The Limits of Fact-Checking

The post-2020 case is significant for researchers studying the effectiveness of institutional fact-checking. The claim was subjected to fact-checking of unusual comprehensiveness — not just by media fact-checkers but by government agencies, courts, and political figures of the same party as the claim's promoter. The result was that institutional fact-checking:

  • Did not prevent the claim's initial propagation (the speed asymmetry of false versus true claims operated normally)
  • Did not prevent the claim's persistence among the partisan audience most predisposed to believe it
  • May have contributed to its spread through the repetition paradox (each correction cited the claim)

This does not argue that fact-checking is useless — there is evidence that institutional refutation limits the claim's spread to less-partisan audiences. But it confirms the chapter's analytical point that the big lie, in the democratic context, is sustained not through control of information but through the fragmentation of information environments.

The Ongoing Consequence

The lasting analytical legacy of the post-2020 electoral fraud claims, as of this writing, is not the specific claims themselves but the institutional trust damage they produced. Survey research consistently documents lower confidence in electoral institutions among audiences exposed to sustained fraud claims — not because the specific claims are necessarily believed in detail, but because the campaign of sustained doubt has reduced the baseline assumption of institutional reliability.

This is the big lie's most durable output in democratic contexts: not a specific false belief but a generalized skepticism about institutional truth-telling that makes future big lies easier to propagate.
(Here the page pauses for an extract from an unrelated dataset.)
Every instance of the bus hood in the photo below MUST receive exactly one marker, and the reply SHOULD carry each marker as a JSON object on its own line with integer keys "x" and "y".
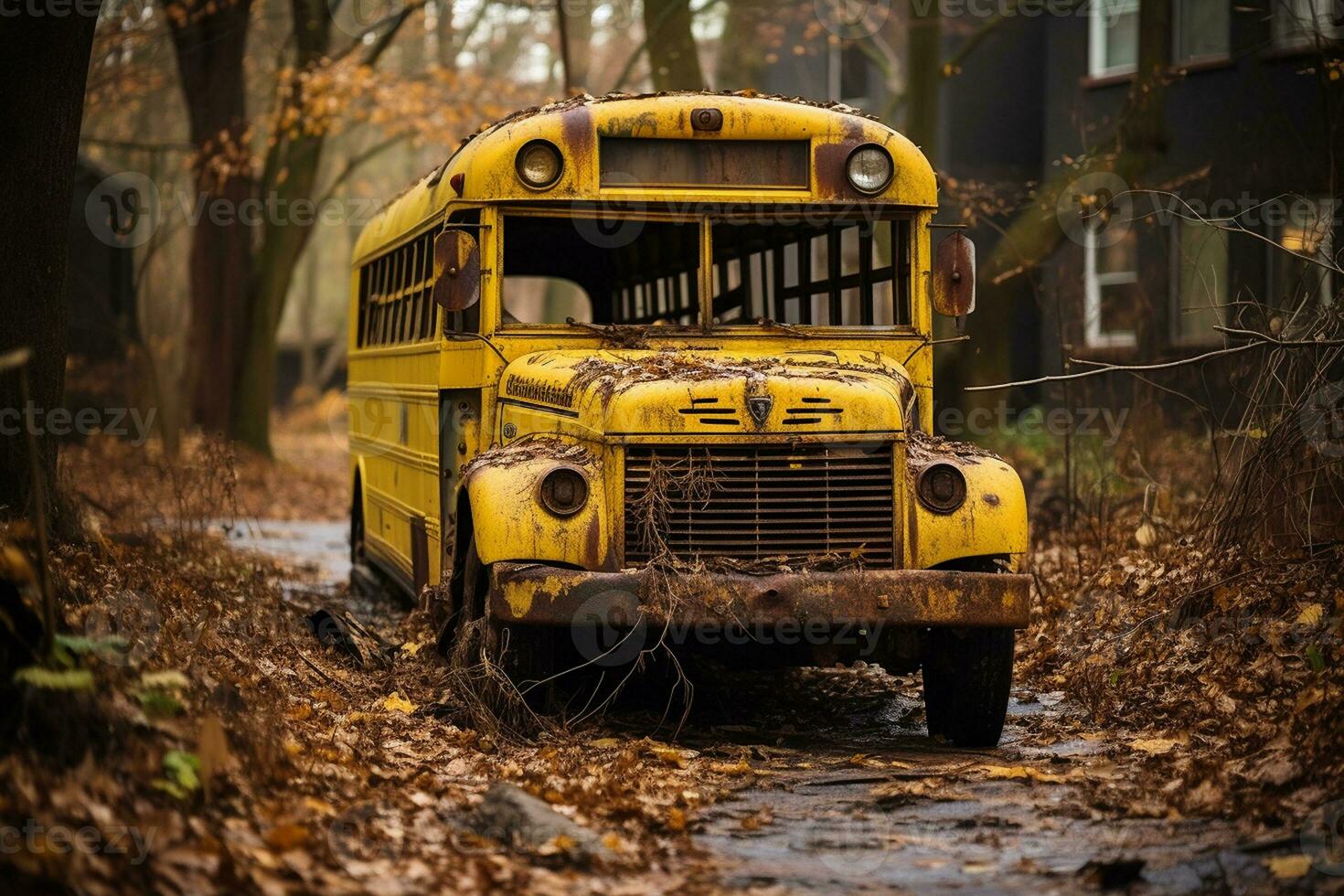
{"x": 672, "y": 392}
The audience that has been trained to distrust election officials, courts, and federal agencies is an audience that has been partially pre-inoculated against the institutional counter-speech that would otherwise limit the next big lie.


Conclusion: Lessons for Democratic Resilience

The post-2020 electoral fraud claims confirm several of the analytical claims made in Chapter 8 and add several observations specific to the democratic context:

  1. The big lie can persist in a democracy without institutional capture — provided it has sufficient media infrastructure, partisan motivation, and authority-halo from a credible political figure.

  2. Institutional counter-speech is necessary but not sufficient — the volume and quality of refutation was extraordinary, and it was insufficient to prevent the claim's persistence among the targeted audience. Structural conditions — media fragmentation, partisan sorting, motivated reasoning — limited the effective reach of institutional counter-speech.

  3. The fundraising incentive sustains the claim beyond its political utility — the $250 million raised on the "stop the steal" campaign created a financial infrastructure with incentives to sustain the claim independent of any political strategy.

  4. The conspiracy expansion requirement is observable in real time — the progressive incorporation of each new source of refutation into the conspiracy is documented and analytically transparent in this case, making it a particularly useful teaching example.

  5. Institutional trust damage is the lasting output — the most significant consequence of the fraud claims, as measured by subsequent research, is not the specific beliefs they generated but the generalized institutional skepticism they produced, which will make democratic truth-arbitration harder in future cycles.


Case Study 2 connects to Chapter 24 (Digital Disinformation: The 2016–2020 Campaigns), which addresses the broader information environment in which the post-2020 claims operated. Chapter 35 (Law, Policy, and the Regulation of Propaganda) addresses the First Amendment questions raised by the big lie in democratic contexts.